The letter recommends the use of the United States Postal Service to distribute the highest quality medical-grade masks and the creation of pick-up locations in local communities.

The lawmakers also ask Biden to direct the CDC and FDA to “provide the public with clear, actionable, and specific information on how to discern which masks are most effective and where they can get them, as well as how to utilize existing options.”

“While many Americans understand that wearing a mask can help prevent transmission of the disease, many don’t realize that a high-quality mask can make it far less likely that the wearer will contract the disease, even if exposed to an infectious person,” the letter reads.
1:01 a.m. ET, February 2, 2021

Fauci urges vaccinations to stop new virus strains: "Viruses cannot mutate if they don't replicate"

From CNN's Christina Maxouris and Holly Yan

Dr. Anthony Fauci, director of the National Institute of Allergy and Infectious Diseases.
Dr. Anthony Fauci, director of the National Institute of Allergy and Infectious Diseases. CNN

With multiple new coronavirus strains spreading across the country, Americans need to get vaccinated as quickly as possible to stop more mutations from emerging, Dr. Anthony Fauci said Monday.

"You need to get vaccinated when it becomes available as quickly and as expeditiously as possible throughout the country," Fauci, President Joe Biden's chief medical adviser, said in a virtual news briefing with the White House Covid-19 response team. "And the reason for that is ... viruses cannot mutate if they don't replicate. And if you stop their replication by vaccinating widely and not giving the virus an open playing field to continue to respond to the pressures that you put on it, you will not get mutations."

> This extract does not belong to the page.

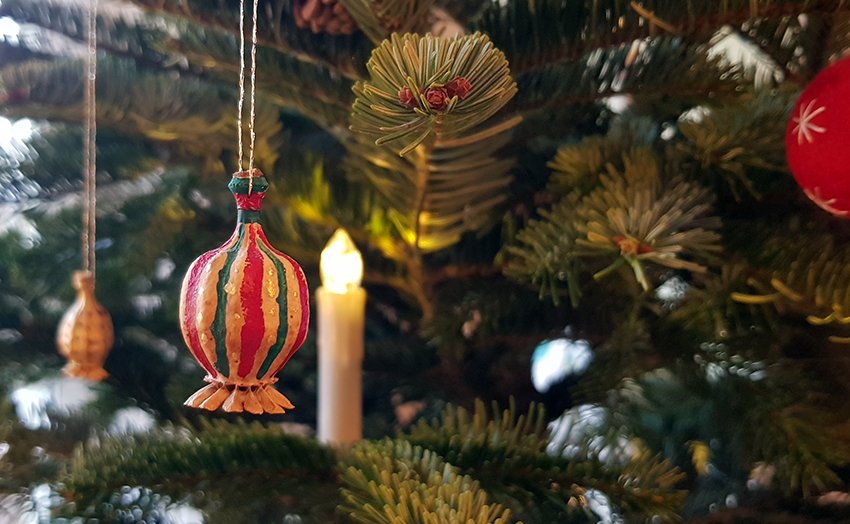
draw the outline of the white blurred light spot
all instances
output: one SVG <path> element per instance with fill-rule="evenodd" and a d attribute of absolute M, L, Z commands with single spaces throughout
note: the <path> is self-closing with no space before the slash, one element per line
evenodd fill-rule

Speaking to CNN's Wolf Blitzer later Monday, Fauci said even if someone has had coronavirus, there's a "very high rate" of being reinfected with the new variants if they become dominant.

"If it becomes dominant, the experience of our colleagues in South Africa indicate that even if you've been infected with the original virus that there is a very high rate of reinfection to the point where previous infection does not seem to protect you against reinfection," Fauci said on CNN.

He emphasized the importance of getting vaccinated to prevent severe and potentially fatal illness that may require hospitalization.

"Even though there is a diminished protection against the variants, there's enough protection to prevent you from getting serious disease, including hospitalization and deaths," Fauci said. "So, vaccination is critical."